Your words meant too much to me. They were only ever passed through a computer screen. They were only ever typed on a small mobile phone. They came to me though wires - through waves. They meant too much to me. Deep down inside of me, I wanted to not believe them. But it was so hard, because I wanted to believe them - because I just wanted you.
But now, looking back, I realise how stupid I was all along I should have realised, your words never meant anything. How could they? How possibly could they? They never meant anything, your words were empty threats... unmeaningful poems.... hurtful nothingness.
Because now I realise, unless I hear you say something I must ignore it. Unless you announce your undying love for me ( you may have done that, in your mind).. and unless you are willing to tell every god damn human being on this earth, unless you are willing to scream it from the rooftops, unless you are willing to wear a sign with the truth on it for the rest of your days, I know not to believe it.
"Actions Speak Louder Than Words" Hell Yeah. You just never did any acting, did you? words fell from you easily - you had the charm and you had the beauty of language, and you typed it onto my screen, you typed it onto my phone, you sent it to me, thats the beauty of technology.
But when it came to the crunch, the actual words, these things that come out of my mouth, everything that is cascading from inside of me --- The words that we speak, well you never had them did you? You had the language, the charm, the grace. You didn't have the balls.

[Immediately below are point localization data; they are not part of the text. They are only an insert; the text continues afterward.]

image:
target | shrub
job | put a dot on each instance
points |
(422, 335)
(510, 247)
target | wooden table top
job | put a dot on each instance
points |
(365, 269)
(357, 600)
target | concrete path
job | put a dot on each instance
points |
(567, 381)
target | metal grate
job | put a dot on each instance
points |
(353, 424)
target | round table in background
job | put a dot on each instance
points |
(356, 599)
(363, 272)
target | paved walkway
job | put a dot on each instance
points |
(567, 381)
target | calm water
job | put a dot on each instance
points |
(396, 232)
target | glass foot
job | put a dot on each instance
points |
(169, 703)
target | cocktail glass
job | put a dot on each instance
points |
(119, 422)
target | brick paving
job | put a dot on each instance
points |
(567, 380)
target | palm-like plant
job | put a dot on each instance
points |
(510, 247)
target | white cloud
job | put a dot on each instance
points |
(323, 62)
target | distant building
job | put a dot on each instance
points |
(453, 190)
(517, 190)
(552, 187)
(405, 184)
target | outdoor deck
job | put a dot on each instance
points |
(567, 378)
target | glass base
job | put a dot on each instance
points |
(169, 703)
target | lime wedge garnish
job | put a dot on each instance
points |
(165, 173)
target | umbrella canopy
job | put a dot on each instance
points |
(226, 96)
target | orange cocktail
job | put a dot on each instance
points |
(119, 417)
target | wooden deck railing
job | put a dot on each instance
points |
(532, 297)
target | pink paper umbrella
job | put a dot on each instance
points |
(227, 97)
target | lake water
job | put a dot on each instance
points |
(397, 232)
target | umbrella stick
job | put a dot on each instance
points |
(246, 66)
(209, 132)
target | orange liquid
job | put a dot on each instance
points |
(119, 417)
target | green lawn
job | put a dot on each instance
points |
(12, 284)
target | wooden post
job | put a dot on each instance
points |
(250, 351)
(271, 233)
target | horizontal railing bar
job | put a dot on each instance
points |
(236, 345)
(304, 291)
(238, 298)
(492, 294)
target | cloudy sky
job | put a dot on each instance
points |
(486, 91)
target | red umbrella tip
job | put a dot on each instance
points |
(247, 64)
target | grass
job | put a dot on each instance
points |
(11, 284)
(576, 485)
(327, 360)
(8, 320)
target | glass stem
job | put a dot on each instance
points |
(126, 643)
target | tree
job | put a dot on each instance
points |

And now I know I'm stupid and pathetic, because I want nothing more than for the words to spring from your mouth, right now. At this moment in time, nothing is more important to me than you Talking - speaking - those words you claimed to mean...
Those words that messed me up inside. Those words that won my heart, locked it up inside a small box and wrote "forever mine" on the top.
Why, Why, Why, did you have to throw away the key?